Some of the other songs are more explicitly existential in subject matter. ‘Something’s Wrong’ is ostensibly merely about sneaking away in the early morning from an anonymous tryst, driven by anomie, restlessness, angst; moving on, yet knowing that to do so is futile. When things get bad I’m bound to pack my bags and just leave them all behind.

But it’s the futility here that is so harrowing. The inescapability, the inevitability, the permanence of this condition.

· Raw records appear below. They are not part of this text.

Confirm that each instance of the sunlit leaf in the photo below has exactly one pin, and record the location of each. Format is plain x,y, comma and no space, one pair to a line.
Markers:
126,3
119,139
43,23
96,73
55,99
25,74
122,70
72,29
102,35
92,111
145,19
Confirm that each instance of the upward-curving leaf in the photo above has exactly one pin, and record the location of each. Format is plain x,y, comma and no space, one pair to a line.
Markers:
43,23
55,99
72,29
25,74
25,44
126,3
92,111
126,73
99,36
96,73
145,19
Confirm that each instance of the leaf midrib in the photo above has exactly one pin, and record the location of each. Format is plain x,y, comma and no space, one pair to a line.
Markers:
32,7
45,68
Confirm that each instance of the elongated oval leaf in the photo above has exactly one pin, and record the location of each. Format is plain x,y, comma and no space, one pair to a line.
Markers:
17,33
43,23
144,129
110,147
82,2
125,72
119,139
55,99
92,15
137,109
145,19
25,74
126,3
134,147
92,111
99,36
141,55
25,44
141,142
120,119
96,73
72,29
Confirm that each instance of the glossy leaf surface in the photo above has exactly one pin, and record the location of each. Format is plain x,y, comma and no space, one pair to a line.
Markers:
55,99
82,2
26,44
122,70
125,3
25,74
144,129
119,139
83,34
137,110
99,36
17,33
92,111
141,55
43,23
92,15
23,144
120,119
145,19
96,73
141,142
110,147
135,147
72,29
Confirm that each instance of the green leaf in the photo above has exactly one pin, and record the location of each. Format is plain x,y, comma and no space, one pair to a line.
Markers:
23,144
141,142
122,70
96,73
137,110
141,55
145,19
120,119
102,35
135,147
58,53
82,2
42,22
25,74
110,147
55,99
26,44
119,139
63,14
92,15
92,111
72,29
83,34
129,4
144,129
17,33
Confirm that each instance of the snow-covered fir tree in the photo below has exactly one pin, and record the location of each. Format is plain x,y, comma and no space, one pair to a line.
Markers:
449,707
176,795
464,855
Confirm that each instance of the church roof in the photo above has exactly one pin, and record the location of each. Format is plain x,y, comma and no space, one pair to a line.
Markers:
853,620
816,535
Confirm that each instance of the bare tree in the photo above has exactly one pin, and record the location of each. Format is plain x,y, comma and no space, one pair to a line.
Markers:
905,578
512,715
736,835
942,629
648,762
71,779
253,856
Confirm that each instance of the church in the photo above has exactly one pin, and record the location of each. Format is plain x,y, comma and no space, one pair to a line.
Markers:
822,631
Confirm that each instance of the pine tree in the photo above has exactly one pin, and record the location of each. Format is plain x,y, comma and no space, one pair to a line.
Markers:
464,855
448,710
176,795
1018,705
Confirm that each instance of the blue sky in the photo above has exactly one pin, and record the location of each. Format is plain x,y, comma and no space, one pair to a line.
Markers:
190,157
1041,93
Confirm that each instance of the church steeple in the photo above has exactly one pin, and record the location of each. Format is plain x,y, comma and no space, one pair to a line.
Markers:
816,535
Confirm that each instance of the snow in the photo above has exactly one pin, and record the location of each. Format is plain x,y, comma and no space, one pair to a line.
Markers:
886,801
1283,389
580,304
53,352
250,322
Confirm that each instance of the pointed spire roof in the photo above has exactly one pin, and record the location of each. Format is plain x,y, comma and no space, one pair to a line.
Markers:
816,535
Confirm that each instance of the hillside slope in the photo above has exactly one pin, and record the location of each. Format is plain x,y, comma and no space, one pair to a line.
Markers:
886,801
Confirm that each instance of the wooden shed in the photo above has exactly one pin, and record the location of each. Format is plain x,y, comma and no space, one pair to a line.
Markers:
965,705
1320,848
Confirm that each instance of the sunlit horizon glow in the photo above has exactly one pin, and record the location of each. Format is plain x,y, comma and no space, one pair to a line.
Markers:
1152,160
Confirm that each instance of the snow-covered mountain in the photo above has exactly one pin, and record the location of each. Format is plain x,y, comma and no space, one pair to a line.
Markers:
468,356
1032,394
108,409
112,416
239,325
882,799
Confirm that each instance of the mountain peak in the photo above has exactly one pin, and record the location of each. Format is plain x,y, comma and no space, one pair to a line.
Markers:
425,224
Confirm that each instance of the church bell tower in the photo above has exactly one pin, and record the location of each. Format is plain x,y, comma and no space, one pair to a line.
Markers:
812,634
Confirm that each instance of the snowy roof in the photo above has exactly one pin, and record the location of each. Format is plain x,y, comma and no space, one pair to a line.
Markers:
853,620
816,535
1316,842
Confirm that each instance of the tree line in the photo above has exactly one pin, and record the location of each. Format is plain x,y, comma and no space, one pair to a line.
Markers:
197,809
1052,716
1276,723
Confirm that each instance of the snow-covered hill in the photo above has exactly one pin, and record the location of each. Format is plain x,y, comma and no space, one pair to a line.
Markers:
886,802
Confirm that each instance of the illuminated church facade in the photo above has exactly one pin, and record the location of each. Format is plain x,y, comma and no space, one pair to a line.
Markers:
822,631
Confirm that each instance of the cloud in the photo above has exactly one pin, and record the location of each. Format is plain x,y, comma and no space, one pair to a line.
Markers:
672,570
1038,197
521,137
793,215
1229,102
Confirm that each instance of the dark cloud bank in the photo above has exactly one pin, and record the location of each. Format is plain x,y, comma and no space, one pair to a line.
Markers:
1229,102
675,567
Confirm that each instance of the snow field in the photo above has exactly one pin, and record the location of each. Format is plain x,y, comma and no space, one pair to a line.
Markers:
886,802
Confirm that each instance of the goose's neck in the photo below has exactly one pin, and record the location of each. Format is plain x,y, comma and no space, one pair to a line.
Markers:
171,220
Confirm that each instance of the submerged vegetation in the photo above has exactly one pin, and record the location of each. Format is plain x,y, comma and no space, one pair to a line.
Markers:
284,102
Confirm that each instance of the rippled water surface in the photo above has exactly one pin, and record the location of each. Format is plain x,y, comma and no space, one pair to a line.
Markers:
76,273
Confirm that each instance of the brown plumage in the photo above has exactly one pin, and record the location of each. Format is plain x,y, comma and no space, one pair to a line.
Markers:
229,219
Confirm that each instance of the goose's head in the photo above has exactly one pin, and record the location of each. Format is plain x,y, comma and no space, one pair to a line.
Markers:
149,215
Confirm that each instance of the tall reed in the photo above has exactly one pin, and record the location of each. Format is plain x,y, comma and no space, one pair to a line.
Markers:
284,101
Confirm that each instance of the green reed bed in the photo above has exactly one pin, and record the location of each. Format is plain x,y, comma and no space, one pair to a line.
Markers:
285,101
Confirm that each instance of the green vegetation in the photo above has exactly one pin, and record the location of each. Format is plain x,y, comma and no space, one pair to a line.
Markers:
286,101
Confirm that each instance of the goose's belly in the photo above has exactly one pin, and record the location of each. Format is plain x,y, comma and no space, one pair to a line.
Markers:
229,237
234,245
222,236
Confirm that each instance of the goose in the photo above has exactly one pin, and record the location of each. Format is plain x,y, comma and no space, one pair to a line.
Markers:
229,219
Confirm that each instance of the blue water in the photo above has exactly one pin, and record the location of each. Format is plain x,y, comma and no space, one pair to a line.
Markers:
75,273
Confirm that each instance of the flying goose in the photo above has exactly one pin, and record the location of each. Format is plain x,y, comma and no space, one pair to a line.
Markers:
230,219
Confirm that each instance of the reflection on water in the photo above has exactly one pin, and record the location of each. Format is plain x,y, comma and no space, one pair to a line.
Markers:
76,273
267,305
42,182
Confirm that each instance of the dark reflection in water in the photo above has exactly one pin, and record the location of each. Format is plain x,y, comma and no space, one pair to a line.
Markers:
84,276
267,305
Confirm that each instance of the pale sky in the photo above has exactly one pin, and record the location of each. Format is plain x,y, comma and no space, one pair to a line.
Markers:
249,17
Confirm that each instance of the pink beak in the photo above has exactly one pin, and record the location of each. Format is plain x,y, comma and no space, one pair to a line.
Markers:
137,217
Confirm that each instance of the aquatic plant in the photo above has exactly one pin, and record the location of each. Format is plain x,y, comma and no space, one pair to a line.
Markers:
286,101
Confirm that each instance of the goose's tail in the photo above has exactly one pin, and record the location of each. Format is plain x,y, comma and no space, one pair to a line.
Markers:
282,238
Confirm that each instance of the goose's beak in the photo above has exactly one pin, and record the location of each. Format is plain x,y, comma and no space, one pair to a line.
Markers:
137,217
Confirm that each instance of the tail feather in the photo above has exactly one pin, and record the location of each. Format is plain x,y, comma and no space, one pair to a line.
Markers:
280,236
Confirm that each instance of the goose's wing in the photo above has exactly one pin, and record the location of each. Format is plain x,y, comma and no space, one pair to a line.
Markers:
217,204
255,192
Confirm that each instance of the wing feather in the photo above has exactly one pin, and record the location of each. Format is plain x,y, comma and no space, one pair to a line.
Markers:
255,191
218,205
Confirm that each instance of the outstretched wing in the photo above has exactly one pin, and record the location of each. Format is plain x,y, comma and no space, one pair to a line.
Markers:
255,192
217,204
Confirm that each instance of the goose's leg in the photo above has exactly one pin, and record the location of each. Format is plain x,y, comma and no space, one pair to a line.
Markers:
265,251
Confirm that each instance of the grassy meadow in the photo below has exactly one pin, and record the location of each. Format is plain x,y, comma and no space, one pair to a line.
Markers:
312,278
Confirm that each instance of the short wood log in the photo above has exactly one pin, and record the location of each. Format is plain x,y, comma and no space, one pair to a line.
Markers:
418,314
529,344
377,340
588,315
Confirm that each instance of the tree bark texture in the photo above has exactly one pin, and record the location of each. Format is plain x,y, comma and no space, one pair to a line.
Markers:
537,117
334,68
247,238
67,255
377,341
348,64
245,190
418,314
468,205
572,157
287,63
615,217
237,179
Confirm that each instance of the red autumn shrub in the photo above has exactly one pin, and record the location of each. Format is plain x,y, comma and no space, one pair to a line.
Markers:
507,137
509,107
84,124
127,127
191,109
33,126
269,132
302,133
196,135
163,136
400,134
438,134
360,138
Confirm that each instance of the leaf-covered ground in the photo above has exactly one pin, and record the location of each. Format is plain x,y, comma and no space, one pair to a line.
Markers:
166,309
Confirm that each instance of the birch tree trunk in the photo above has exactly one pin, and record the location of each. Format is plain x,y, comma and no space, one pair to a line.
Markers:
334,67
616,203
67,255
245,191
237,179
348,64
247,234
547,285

That restless feeling’s been preying on my mind.

Something’s wrong, that restless feeling’s been preying on your mind.
Road maps in a well-cracked ceiling, the signs aren’t hard to find.Picture-92

I won’t try to tell you that those are the fines words of poetry ever composed, or that they rival ‘To be or not to be?’ But they’re certainly talking about the same moment in a young man’s life, where he first understands the weight – the cost – of the life awaiting him.

We go along, day by day, year by year, decade by decade, humming to ourselves ditties of complacency and good cheer. We spend our lives trying to kid ourselves, trying to recolor it, trying to suppress. But since that terrible, profoundly horrifying day when we were 20, we have known the score: Something’s wrong.

Something’s wrong, that restless feeling’s been preying on your mind.
Road maps in a well-cracked ceiling, the signs aren’t hard to find.

Now I’m not saying that you’ve been mistreated, no one’s hurt you, nothing’s wrong.
A moment’s rest was all you needed,
So pack your things and kindly move along.

Like dust in the wind you’re gone forever.
You’re wind-blown leaves, you’re a change in the weather.

Just a town like any other, a second brand-new start.
A third or fourth hand wife or lover; no, you won’t break her heart.
Take some bacon, go on and leave your watch chain, she won’t count on nothing more.
Wrap your hands around that small change and tiptoe barefoot out the door.

Yes, something’s wrong, that restless feeling’s been preying on my mind.
When things get bad I’m bound to pack my bags and just leave them all behind.